Expansion of Timms Community Centre, a renewal of Douglas Recreation Centre, construction of an indoor aquatic facility, and development of a performing arts and culture centre, are all possible recreation enhancements being pondered for Langley City in the years to come.
Other suggestions in a draft 10-year parks, recreation, and culture master plan summary rolled out this week include obtaining new parks and upgrading existing facilities with the likes of a skate park, bike pump trak, beach volleyball court, and artifical turf fields.
There’s also ideas to improve the trail system, with a strong focus on improving connectivity.
Nothing is set in stone.
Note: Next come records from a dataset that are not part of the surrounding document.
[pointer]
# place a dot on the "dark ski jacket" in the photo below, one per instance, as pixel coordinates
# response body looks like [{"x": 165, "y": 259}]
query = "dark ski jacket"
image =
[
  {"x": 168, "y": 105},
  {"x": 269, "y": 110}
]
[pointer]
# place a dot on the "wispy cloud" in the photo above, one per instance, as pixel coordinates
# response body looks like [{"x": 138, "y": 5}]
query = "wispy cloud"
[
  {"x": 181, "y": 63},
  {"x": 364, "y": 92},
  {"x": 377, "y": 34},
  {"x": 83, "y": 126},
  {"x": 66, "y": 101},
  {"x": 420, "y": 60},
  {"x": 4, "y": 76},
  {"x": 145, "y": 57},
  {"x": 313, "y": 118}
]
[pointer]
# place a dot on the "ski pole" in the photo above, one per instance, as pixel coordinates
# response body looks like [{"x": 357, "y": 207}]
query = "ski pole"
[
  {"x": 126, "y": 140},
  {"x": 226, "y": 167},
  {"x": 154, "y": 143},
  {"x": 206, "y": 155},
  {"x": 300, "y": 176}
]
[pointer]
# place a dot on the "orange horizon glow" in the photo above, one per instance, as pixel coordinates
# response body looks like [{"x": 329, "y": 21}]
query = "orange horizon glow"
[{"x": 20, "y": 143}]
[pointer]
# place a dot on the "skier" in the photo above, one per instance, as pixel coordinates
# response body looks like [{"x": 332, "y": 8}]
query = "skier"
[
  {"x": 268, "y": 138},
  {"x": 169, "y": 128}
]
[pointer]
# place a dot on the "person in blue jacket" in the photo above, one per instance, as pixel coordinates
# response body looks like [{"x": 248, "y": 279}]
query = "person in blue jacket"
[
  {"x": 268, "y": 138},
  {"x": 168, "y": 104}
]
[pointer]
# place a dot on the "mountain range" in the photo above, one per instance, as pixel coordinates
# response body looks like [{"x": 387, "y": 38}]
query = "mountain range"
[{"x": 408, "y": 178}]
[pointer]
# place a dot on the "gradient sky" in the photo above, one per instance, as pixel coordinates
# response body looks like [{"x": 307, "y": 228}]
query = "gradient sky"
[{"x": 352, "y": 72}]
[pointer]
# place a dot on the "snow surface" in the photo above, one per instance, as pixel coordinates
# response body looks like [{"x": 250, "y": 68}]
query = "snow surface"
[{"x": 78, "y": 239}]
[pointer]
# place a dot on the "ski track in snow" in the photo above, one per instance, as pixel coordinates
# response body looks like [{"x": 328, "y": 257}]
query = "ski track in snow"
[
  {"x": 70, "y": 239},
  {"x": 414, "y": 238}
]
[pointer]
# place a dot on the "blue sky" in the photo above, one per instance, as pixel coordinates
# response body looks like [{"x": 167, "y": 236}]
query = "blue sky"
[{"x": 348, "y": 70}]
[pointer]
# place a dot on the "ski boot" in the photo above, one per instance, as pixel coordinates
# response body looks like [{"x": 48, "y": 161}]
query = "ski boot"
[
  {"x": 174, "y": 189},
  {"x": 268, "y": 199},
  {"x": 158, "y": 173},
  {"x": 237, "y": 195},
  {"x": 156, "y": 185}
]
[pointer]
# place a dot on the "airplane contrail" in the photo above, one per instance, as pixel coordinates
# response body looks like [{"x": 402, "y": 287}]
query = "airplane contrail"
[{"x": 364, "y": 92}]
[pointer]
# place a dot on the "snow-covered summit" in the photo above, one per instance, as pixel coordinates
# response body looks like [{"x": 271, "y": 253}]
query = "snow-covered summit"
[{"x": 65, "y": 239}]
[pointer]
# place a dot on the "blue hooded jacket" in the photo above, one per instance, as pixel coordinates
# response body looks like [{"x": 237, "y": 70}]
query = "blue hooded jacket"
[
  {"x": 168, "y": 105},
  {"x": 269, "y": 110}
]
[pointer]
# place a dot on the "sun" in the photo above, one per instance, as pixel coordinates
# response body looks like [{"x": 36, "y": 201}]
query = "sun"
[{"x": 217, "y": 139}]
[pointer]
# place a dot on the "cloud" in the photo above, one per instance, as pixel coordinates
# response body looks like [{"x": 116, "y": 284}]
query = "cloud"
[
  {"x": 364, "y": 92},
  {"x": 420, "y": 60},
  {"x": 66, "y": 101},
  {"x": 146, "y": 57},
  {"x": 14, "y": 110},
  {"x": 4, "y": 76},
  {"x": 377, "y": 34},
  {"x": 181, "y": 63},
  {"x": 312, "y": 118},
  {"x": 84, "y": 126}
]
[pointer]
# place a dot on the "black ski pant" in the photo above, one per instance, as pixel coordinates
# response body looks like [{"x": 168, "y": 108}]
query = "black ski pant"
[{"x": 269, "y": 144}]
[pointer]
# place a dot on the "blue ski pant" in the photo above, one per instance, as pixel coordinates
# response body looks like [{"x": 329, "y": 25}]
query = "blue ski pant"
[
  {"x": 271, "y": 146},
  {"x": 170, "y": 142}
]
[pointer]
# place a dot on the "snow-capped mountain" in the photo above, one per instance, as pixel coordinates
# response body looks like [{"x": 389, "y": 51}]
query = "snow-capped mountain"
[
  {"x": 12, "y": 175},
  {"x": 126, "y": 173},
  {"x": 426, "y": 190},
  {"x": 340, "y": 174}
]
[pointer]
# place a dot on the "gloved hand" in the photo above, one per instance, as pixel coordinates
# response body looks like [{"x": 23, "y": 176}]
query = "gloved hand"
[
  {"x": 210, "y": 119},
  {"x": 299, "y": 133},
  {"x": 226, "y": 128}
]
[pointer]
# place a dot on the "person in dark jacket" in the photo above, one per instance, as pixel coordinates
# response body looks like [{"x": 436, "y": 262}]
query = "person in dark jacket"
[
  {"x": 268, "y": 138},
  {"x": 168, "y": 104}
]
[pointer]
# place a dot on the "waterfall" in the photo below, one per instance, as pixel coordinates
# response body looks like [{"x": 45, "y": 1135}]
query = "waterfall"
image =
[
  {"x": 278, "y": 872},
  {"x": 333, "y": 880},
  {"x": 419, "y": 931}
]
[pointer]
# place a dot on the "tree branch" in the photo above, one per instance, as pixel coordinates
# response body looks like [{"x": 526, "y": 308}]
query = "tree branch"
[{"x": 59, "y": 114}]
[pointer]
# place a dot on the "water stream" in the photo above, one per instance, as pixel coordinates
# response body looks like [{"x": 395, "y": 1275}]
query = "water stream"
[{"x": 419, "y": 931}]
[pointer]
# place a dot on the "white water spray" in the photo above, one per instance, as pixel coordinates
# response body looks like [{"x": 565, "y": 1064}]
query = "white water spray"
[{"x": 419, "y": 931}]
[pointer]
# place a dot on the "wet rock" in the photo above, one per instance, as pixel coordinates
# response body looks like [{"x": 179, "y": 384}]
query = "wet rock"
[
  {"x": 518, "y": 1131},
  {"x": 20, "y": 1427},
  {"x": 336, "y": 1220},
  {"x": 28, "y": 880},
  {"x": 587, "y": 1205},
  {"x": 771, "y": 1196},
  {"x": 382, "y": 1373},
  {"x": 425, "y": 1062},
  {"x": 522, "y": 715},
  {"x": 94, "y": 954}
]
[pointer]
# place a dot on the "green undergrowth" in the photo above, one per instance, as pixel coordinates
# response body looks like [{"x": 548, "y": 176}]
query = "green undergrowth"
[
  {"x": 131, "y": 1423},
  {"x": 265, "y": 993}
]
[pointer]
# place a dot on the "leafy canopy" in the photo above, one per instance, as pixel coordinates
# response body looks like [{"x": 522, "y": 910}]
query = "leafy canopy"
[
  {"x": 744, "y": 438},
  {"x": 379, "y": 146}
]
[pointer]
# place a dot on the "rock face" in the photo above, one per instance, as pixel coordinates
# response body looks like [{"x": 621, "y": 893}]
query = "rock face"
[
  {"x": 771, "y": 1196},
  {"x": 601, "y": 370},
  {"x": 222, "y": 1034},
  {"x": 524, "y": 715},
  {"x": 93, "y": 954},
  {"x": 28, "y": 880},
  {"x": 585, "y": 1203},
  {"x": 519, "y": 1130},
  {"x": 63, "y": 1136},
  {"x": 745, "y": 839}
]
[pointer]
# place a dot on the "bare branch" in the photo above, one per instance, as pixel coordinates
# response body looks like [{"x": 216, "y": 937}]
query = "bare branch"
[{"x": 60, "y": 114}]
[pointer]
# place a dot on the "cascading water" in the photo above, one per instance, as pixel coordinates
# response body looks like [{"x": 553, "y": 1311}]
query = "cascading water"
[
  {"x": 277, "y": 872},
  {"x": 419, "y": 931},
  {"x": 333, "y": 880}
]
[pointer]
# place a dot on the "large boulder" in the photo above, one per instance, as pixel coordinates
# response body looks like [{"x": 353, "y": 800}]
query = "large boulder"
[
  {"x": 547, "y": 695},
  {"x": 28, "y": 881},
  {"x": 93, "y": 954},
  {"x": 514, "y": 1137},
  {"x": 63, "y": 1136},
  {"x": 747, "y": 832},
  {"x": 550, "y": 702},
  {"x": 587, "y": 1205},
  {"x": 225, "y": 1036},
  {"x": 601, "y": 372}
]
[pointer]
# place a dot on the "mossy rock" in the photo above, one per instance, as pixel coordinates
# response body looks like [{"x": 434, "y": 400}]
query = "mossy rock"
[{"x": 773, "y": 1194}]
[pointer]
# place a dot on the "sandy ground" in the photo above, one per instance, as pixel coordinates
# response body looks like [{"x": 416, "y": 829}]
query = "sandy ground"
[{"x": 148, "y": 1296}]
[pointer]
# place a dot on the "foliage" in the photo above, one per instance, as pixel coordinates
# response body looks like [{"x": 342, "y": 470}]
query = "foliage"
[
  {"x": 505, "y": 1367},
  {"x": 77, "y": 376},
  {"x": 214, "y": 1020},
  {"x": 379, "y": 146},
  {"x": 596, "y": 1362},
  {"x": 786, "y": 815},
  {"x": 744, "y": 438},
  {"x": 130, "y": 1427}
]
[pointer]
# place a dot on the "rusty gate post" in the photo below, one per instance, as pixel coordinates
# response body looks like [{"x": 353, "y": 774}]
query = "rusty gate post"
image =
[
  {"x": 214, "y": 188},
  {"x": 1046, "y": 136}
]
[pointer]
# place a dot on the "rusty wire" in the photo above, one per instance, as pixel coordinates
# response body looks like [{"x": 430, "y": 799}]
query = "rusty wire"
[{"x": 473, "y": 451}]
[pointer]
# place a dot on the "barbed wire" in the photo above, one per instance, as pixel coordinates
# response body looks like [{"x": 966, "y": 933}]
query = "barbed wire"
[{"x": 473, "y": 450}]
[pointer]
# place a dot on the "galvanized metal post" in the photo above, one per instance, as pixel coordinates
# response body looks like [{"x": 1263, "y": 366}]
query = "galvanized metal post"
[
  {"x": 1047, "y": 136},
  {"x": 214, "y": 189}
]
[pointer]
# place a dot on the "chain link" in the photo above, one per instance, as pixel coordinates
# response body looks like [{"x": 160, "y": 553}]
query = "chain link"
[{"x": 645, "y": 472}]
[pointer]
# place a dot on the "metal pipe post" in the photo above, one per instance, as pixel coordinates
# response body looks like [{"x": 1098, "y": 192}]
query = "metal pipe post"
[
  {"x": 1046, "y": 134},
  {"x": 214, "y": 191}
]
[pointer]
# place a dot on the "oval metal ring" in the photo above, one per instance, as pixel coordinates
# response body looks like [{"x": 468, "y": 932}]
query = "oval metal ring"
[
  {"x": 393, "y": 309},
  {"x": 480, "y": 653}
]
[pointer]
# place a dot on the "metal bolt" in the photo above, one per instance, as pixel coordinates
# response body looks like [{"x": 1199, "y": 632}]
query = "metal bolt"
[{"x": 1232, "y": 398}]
Now is the chance for more public engagement, explained Kim Hilton, the City’s director of recreation, culture, and community services.
““The highlights, key themes, and recommendations are preliminary, and there’s still more public engagement to do, but it’s great to see residents re-imagining parks, recreational, and cultural amenities for the community’s changing needs now and into the future,” she said.
A successful master plan requires further consultation, and that is possible through a few methods, Hilton said.
First, people can read the summary of the draft plan online.
Second, residents are encouraged to complete a 10-minute online survey – deadline is Monday, April 25.
Third, folks can attend a virtual open house on Tuesday, April 12, at 6 p.m. Click on this link to register.
The parks master plan will build upon the vision developed through the Official Community Plan process, review existing plans, policies, and strategies, and conduct a technical review of existing facilities and amenities, Hilton explained.
“Community engagement will be an important factor in guiding this process to ensure its success,” she said, noting full draft recommendations will be completed this spring, with adodption of the draft plan anticipated this summer.
The input will provide direction to City council and staff on the acquisition and development of parks and open spaces, recreation, and cultural facilities, and the delivery of services to best meet the needs of the growing and changing community.
It will also help guage the City’s priorities when it comes to parks, recreation, and culture.
Hilton noted that whatever decisions are made, the changes are expected to phased in over time.